Martin Berberyan

Personal information
- Born: 22 May 1980 (age 46) Yerevan, Armenian SSR, Soviet Union
- Height: 1.60 m (5 ft 3 in)
- Weight: 60 kg (130 lb)

Sport
- Sport: Wrestling
- Event: Freestyle
- Club: Republic Sportschool Yerevan
- Coached by: Samvel Margaryan

Medal record
Representing Armenia
Men's Freestyle Wrestling
World Championships
| Bronze medal – third place | 2005 Budapest | 60 kg |
European Championships
| Gold medal – first place | 2004 Ankara | 55 kg |

= Martin Berberyan =

Armenian freestyle wrestler (born 1980)

Martin Berberyan (Մարտին Բերբերյան, born on 22 May 1980) is a retired Armenian Freestyle wrestler. He is an Armenian Champion, European Champion, World medalist and three-time Olympian. Berberyan was awarded the Master of Sport of Armenia, International Class title in 1998.

==Biography==
Martin Berberyan started freestyle wrestling in 1987 under the teaching of Samvel Markarian. He became a Junior World Championships silver medalist in 1997 and a Junior European Champion in 1998. In 1999, Berberyan was selected as a member of the Armenian national freestyle wrestling team. Berberyan came in sixth place at the 2000 Summer Olympics in Sydney, his best Olympic result. Berberyan won a gold medal at the 2004 European Wrestling Championships. The 2004 European Championships were hosted by Ankara and competitions were held on April 24, the same day as the Armenian genocide committed by the Ottoman Empire began. Because Berberyan became a European Champion at the competition, the Armenian national anthem, Mer Hayrenik, was played in the Turkish capital on that day. The success of Martin Berberian received wide publicity in Armenia. Immediately after returning to Yerevan, National Olympic Committee of Armenia President Gagik Tsarukyan handed Berberyan the keys to a new car as a reward.

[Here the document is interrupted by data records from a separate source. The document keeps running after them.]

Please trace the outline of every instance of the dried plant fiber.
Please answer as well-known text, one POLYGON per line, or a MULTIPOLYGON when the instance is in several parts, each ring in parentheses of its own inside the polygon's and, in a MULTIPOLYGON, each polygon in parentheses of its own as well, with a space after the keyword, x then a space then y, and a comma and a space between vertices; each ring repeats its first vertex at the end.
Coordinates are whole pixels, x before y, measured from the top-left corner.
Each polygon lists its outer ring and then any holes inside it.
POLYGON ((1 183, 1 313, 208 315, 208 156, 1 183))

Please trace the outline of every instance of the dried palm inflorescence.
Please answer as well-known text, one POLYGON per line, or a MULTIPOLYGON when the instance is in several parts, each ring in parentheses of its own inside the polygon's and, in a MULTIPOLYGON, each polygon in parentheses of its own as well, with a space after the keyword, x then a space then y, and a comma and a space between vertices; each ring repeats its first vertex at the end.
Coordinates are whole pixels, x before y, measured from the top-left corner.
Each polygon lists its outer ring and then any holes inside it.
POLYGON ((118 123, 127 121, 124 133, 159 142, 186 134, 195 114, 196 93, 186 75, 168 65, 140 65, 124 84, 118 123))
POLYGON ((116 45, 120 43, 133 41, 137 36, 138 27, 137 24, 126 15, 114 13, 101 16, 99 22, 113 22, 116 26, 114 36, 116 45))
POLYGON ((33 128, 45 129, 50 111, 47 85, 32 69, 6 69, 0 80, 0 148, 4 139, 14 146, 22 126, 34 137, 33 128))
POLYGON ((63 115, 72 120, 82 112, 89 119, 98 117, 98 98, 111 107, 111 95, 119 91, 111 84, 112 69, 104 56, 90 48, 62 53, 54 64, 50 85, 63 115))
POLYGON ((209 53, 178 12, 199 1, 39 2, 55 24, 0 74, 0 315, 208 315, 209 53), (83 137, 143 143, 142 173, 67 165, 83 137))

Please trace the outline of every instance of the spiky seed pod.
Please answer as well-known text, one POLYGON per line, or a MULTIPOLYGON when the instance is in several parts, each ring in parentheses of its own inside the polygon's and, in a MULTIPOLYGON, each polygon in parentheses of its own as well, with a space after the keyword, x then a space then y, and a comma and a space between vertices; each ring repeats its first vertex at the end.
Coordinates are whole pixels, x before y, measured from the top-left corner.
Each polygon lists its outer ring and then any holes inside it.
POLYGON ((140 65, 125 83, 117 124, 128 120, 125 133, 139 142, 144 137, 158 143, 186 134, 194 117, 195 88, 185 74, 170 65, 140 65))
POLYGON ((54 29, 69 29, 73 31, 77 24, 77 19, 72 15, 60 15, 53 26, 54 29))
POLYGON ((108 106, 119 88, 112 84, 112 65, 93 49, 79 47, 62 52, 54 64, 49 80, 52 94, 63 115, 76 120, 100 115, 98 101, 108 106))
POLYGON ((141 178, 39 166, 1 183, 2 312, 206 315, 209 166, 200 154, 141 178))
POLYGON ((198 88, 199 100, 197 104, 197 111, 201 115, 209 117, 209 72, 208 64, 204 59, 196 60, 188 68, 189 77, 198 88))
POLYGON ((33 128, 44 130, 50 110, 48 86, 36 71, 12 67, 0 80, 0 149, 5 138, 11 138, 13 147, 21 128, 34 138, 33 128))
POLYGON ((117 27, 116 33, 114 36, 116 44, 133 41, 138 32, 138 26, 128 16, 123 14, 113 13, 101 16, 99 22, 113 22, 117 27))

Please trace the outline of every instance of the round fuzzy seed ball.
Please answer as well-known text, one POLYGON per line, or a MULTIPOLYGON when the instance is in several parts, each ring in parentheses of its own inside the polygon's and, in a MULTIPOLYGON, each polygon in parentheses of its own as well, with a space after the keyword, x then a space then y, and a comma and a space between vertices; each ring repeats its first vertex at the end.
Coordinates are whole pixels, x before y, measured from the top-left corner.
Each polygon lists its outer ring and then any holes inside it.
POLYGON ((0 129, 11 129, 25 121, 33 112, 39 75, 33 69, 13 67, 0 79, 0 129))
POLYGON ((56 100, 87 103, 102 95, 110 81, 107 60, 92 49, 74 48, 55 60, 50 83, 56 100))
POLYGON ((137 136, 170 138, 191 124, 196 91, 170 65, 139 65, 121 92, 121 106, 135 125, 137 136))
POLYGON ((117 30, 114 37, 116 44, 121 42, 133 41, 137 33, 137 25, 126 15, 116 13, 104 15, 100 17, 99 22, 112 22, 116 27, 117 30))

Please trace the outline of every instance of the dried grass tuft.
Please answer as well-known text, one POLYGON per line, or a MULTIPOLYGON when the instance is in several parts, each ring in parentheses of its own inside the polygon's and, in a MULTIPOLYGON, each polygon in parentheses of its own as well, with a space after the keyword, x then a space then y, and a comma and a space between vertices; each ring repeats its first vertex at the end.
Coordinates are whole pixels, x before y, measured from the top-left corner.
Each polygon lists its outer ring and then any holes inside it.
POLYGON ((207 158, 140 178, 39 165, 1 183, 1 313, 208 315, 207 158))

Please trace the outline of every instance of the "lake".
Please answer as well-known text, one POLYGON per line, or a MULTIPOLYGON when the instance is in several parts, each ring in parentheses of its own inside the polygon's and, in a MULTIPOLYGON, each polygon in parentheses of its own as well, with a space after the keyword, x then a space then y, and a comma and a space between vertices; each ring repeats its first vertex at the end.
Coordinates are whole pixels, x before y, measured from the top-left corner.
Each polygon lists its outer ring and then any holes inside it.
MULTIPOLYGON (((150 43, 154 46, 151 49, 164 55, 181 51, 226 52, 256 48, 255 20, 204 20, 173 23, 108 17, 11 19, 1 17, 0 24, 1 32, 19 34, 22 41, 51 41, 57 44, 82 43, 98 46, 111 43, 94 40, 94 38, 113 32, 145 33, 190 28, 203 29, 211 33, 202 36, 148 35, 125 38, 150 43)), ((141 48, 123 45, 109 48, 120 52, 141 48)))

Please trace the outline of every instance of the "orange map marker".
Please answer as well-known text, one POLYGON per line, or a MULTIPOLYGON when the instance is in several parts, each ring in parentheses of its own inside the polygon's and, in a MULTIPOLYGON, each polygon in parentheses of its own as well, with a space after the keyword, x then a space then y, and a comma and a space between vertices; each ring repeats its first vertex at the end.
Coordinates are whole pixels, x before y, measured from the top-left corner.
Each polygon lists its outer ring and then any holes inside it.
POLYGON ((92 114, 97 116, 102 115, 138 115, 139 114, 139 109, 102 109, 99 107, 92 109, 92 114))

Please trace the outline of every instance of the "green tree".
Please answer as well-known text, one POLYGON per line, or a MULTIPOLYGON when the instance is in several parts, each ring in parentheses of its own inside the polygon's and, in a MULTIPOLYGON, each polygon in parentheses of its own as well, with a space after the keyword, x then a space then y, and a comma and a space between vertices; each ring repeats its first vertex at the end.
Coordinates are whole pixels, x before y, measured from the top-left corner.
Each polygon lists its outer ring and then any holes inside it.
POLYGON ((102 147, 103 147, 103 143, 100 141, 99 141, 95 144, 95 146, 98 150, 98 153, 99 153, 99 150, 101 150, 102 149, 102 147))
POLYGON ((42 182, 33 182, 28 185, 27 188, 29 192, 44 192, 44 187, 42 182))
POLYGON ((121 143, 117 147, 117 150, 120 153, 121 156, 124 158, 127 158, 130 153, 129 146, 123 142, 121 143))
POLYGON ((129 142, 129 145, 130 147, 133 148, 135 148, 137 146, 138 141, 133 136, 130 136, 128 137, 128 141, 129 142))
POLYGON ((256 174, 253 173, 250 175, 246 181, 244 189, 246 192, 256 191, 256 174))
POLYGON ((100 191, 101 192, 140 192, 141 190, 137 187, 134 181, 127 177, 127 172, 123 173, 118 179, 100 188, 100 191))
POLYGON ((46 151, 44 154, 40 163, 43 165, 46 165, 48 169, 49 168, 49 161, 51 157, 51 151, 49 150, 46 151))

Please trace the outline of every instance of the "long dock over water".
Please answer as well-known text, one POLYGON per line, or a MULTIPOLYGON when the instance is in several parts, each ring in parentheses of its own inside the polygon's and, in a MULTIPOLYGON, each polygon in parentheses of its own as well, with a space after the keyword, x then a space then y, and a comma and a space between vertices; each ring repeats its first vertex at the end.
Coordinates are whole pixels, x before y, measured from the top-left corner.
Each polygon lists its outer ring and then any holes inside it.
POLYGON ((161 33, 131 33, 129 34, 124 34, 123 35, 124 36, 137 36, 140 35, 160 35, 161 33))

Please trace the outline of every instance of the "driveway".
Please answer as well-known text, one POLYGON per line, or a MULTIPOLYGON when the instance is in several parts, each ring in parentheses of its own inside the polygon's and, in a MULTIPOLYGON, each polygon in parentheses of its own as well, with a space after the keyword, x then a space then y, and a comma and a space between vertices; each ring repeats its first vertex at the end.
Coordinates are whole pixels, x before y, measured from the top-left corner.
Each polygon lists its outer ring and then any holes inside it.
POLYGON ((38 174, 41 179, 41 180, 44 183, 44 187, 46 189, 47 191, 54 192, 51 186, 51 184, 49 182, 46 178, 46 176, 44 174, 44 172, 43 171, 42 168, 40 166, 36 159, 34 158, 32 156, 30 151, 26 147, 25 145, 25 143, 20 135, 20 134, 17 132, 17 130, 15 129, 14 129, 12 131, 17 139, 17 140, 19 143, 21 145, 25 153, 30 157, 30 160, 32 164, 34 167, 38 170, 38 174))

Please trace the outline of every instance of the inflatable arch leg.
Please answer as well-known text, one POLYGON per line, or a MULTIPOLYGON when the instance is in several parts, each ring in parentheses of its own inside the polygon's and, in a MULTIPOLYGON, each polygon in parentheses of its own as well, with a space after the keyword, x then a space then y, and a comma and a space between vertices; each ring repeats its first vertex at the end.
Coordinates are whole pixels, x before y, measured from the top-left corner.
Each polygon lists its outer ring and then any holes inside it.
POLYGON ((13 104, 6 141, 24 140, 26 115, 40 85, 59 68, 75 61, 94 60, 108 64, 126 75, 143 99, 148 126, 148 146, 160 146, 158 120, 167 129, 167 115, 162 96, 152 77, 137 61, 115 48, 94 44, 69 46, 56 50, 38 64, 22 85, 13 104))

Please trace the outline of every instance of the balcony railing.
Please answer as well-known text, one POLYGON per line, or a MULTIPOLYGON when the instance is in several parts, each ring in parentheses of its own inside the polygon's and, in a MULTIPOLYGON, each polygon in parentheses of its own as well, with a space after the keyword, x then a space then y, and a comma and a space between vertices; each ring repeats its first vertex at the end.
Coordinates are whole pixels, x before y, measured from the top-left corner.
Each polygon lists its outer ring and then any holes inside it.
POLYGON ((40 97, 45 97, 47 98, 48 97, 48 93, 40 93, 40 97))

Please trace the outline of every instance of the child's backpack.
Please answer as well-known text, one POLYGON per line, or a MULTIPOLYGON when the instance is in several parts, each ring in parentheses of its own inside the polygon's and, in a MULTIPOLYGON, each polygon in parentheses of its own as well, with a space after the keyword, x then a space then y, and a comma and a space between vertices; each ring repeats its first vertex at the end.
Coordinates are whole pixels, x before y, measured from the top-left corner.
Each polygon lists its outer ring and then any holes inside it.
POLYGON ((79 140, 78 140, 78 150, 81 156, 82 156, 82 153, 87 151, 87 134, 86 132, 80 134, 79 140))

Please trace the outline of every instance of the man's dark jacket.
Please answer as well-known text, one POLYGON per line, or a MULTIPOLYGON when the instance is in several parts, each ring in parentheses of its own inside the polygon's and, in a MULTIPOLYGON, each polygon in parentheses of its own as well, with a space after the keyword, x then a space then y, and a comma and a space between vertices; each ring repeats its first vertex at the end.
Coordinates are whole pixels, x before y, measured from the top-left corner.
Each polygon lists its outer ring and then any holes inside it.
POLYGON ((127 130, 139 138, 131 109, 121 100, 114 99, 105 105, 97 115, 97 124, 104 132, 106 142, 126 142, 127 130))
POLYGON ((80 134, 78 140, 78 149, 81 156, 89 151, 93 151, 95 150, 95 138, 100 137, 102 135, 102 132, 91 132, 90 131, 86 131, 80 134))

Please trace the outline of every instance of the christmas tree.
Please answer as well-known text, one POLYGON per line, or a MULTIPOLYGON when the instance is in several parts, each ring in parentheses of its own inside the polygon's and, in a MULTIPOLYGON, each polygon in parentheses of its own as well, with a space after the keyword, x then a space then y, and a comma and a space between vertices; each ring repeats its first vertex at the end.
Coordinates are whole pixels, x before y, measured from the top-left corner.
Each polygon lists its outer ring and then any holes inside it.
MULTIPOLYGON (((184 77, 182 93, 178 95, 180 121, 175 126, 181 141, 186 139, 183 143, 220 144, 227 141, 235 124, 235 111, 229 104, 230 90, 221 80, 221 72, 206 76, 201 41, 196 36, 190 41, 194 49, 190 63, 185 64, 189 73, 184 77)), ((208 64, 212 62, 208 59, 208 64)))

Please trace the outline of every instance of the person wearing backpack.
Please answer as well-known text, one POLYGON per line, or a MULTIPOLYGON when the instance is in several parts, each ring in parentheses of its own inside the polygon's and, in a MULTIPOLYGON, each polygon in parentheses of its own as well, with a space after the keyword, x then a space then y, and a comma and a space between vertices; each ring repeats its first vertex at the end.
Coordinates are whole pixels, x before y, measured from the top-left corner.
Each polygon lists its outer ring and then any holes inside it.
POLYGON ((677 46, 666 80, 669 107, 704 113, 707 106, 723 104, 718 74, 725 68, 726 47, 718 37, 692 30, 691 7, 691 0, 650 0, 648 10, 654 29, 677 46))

Berberyan came in eleventh place at the 2004 Summer Olympics in Athens. After the Olympics, he moved up in weight class, from 55 kg to 60 kg. He debuted in this new weight class in 2005. Berberyan won a bronze medal at the 2005 World Wrestling Championships that year. His career was interrupted for the next two years due to his recent marriage and move to the United States. Berberyan returned to the mat in 2008 and qualified to take part at the 2008 Summer Olympics in Beijing. He came in seventeenth place. After that, Martin Berberyan decided to complete his wrestling career. As of 2008, he is the main wrestling coach at the Los Angeles Sports Club, International Sports Union.